I stopped going to my eye doctor about my vision problems which are caused by Sjogren's as well. I stopped bothering with another doctor after my repeated infections came back every time I saw her and she did not manage to help me with them. I did not go for my bone density test when I broke my ankle last year and was told I have Osteoporosis even though I am only 33 years old - and was 32 then. Osteoporosis is yet another illness that is common amongst people with Celiac Disease. So I guess it is logical that I actually should see the Rheumatologist again, make sure my thyroid is in check (which - with my ongoing weight issues and fatigue and depression, I am sure it is not) and ask about getting tested for Celiac. Surely, she would order the test, but I just have not bothered to go see her and ask for it.

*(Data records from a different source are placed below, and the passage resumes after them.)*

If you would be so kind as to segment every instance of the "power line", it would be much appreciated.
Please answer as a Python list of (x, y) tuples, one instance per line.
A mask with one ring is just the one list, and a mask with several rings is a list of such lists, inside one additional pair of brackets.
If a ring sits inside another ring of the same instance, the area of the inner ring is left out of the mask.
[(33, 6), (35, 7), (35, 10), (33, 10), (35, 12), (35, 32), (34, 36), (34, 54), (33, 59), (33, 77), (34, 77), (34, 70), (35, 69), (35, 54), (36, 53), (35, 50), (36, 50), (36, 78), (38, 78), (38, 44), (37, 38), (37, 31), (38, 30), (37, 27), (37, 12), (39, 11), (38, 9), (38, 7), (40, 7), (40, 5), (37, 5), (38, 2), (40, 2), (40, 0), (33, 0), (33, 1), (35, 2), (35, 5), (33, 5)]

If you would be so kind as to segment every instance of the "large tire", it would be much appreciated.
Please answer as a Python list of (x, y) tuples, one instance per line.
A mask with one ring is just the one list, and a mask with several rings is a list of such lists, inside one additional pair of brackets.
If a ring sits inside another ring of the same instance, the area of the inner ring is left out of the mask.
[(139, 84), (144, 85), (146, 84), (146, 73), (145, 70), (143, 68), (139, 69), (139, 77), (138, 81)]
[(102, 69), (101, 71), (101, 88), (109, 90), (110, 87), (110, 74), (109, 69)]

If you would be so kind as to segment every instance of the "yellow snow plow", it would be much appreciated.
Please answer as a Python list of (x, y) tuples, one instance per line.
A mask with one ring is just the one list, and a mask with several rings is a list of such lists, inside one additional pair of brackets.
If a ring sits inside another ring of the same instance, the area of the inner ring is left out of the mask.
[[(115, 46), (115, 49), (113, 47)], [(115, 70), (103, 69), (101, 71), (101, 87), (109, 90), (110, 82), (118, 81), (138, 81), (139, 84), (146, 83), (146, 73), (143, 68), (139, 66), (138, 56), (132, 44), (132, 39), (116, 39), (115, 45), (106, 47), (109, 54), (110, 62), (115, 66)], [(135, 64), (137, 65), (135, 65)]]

I feel sort of like I manage the most stress I can handle at all times. When it comes to looking at "extra" problelms - things that are not matters of daily survival, I tend to neglect them, especially when I'm having trouble managing my symptoms like hearing voices and thinking about suicide. I simply focus on what must be done, and leave what also should be done resting by the wayside. I think this is how I have learned to cope, and I'm not entirely sure it is a bad, or even unhealthy method of coping. It is my way, and it is the only way I have. But I might have to try to change this to get some other issues taken care of, whether they are matters of daily survival or not. I have started doing that, by cleaning my apartment and decorating it more than I ever have before in the two years I have lived there. I have taken care of the flea problem in my apartment as well as I can. I manage to get to work every day on time (usually). I try not to eat too much junk food (usually, but not always successfully).

Now I have to start working on some of those other, persistent problems that only get worse the longer I ignore them. I need to return to physical therapy for the Fibromyalgia and Osteoporosis. I need to get on some medication for Osteoporosis, and I need to make sure my thyroid trouble is being appropriately addressed. I need to be back on Salagen for the Sjogren's, and I have at least 10 dental cavities, per the last visit I had at dentist office, which was about a year ago - and probably more (this is a bi-product of the Sjogren's Syndrome). I need to get back on a regular exercise routine as well, or I am never going to lose this weight. I get tired just thinking about all this stuff, and trying to manage it along with my job feels like too much work. But I have to do it, and if I can't manage my own life myself, obviuosly nobody is going to do it for me, and things are just going to get worse. I thought maybe if I wrote about some of these issues here, it would help me to face them head-on, and deal with them like I need to. We shall see if this works.

2 comments:

Rooster Press said...

Hi. Sounds like you're suffering with thyroid and osteoporosis problems. There may be hope. Here's some articles related to osteoporosis that may help http://www.newrinkles.com/index.php/archive/osteopenia-osteoporosis-and-rheumatoid-arthritis/ and http://www.newrinkles.com/index.php/archive/ways-to-avoid-osteoporosis-what-to-do-and-what-not-to-do/ and http://www.newrinkles.com/index.php/archive/phosphorus-foods/ Hope they help!

Wanderer62 said...

Hi Jen,

I think you're doing really well, in fact, I think you're making progress. I am very sorry to hear that you have so many health problems at such a young age, but I think, in time, you will begin to address what you need to address. I, too, put off dealing with physical problems thinking I can only deal with some stuff, but not all of the stuff that needs to be dealt with. It may sound corny, but take it one day at a time and keep hope alive. That's what I try to do.